For this process, it's preferable to have an installation of Anaconda/Miniconda. Having a recent enough version of Python is essential for using features like the GPU computation.
$ conda create -n env_eddiesGNN python=3.11
$ conda activate env_eddiesGNN
$ pip install -r requirements.txt
If you want to also create the link between your environment and your JupyterHub, use this:
$ python -m ipykernel install --user --name env_eddiesGNN --display-name="<env_name>"
Creates the subset unstructured mesh (if not already existing) from the global one.
Interpolates the SSH and its segmentation mask from the regular matrix space to the unstructured subset mesh, using the K-Nearest Neighbors algorithm.
Applies some corrections in the data before writing the final output.
Requires a JupyterHub server to be run.
Demonstrates the pre-processing phase by repeating the same steps of pre_processing.ipynb, but with more explanations, plots, and without writing the final results on the file system.

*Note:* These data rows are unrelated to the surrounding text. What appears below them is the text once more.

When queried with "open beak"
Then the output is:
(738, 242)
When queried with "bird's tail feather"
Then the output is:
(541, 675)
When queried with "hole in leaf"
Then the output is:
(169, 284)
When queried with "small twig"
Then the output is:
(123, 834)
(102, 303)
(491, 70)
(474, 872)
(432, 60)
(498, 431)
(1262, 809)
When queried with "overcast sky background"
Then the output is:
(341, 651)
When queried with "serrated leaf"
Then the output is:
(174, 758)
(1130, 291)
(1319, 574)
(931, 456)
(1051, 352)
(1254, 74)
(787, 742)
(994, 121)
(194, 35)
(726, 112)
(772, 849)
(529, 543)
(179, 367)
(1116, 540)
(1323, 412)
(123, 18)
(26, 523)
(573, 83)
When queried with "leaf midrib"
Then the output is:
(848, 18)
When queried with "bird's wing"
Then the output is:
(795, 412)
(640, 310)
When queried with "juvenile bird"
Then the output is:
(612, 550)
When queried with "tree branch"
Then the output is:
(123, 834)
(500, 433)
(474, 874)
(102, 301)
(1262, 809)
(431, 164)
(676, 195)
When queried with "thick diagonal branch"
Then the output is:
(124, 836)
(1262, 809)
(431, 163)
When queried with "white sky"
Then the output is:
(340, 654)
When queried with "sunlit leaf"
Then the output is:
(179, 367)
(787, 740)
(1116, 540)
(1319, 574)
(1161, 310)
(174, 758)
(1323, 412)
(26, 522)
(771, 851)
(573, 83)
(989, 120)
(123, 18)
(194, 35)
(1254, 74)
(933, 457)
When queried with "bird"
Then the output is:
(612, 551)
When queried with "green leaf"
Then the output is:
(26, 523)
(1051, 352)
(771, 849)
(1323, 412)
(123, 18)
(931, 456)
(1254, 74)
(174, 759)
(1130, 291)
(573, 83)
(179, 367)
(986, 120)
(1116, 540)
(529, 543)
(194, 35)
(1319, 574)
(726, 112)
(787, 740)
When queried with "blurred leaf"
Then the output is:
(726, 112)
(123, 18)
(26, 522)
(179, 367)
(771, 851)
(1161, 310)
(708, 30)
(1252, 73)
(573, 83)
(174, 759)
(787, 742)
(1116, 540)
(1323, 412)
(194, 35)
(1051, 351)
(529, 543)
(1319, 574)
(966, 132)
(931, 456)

Requires a JupyterHub server to be run.
The core body of the training/testing phase. It uses the PyTorch Geometric framework and the code in Dataset.py, Loss.py, and Model.py.
Creates the graph dataset, splits it into train-validation-test, tests the hyperparameters, creates the DataLoaders, instantiates the Graph U-Net, the Optimizer, the Dice Loss, performs the actual training, and outputs some comparison plots.
Requires a Slurm execution script to be scheduled, like pipeline.sh.
GPU support is native with the code.
Performs the training/testing phase in a notebook by repeating the same steps of pipeline.py, but with more explanations.
Requires a JupyterHub server to be run.
GPU support is native with the code.
Folder with the configuration (.yaml) files containing the hyperparameters for both the pre-processing and the pipeline steps.